Personal Reflections On Covid-19

We’ve been locked down for 16 days in South Africa due to COVID-19. I have been floating from one day to another trying to balance home life, working from home and homeschooling my 5-year son. At first the pandemic felt surreal, so far removed from what I knew or heard. It felt foreign and unknown to my ‘comfortable’ Christian life. It actually started off as something we easily joked about in the work office until the numbers started spiking in China. Then, it spread from one continent to the next but it was still nowhere near home-Africa. So my husband and I went off on a trip to celebrate our 10 year wedding anniversary. Five days later our president announced a lockdown for 18 March 2020, we had to get home before then. We did and that’s when everything changed. 

 

Anxiety attacks

The first week of lockdown was ‘normal’, I worked normal hours, gave my son activities and writing exercises and we’d cook together.  After our evening devotions I’d go onto Netflix and binge on pandemic movies as a way of figuring out how ‘others’ feel when calamity strikes. Of course, movies aren’t real but I found myself starting to have all sorts of nightmares and thinking “it’s the end of the world”. I didn’t guard my ear and eye gate as Matthew instructs us in Matthew 6:22-23 “The eye is the lamp of the body. So, if your eye is healthy, your whole body will be full of light, but if your eye is bad, your whole body will be full of darkness. If then the light in you is darkness, how great is the darkness!

This binging of not so edifying content started to affect my mind and the meditations of my heart so I had to stop. I had to remind myself that as much as the world is falling apart, God is still in control. He knew this would happen , it’s no surprise to Him therefore it should not be a surprise to us. In such times we ought to look into scripture and remind ourselves what Paul said in Philippians 4:8 “Finally, brothers, whatever is true, whatever is honourable, whatever is just, whatever is pure, whatever is lovely, whatever is commendable, if there is any excellence, if there is anything worthy of praise, think about these things”.

 

Data predictions and total despair 

I scrolled news updates every evening trying to get to grips with the numbers but it made me numb. These numbers were unfathomable and it was getting too close to home, literally. My mom, who is an essential services practitioner, was on the front line. Day 10 of lockdown I found out a person near her workplace was infected with the illness and for the first time in a while I crumbled. The idea that my mom could get the illness made me swob like a baby.
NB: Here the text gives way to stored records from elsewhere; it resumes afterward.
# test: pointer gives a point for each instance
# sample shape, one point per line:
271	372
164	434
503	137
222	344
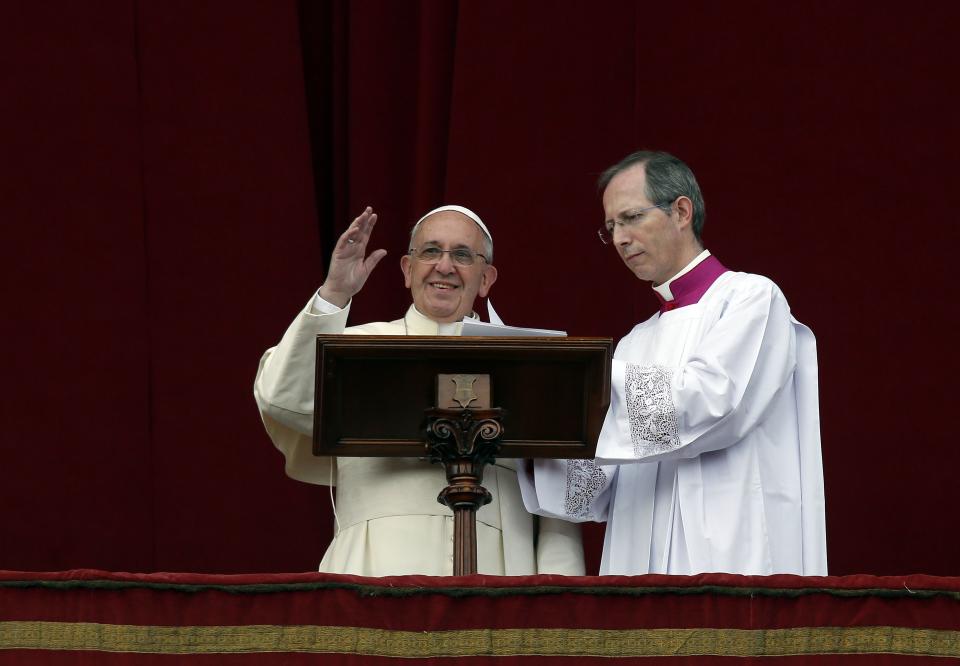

I called her, she had the most peaceful and calm voice. We both knew who was in control and the call ended an hour later with me being so edified and strengthened. 

Be still and know that I am God 

The following days I was reminded of the scripture “Be still and know that I am God” (Psalms 46:10). The writer tells us that God is our refuge and fortress, He never withdraws himself from his afflicted. He is our help constantly. That passage shows that even though they maybe terrible things on this earth, the child of God should not underestimate the faithfulness of God. We are not to fear. In fact ours is to be still and know that He is who he says He is; God!

How many times have we just continued with our ‘our lives’ and not had a second to just be still? How many times have we been on the rat race and tried to control everything? Well, what Covid-19 has taught me is that this season is for being still, looking to the maker of heaven and earth and knowing who He is. Being still is not easy, not being in control is not easy but I am called to do so, even in this very moment. Life has become so fast that I have forgotten to be still, I had forgotten who is really in charge of ALL things. I pray that as we continue in our lockdown in South Africa, we may come closer to God, meditate on His words and know Him again. May this season lead us to be still as the world around us crumbles.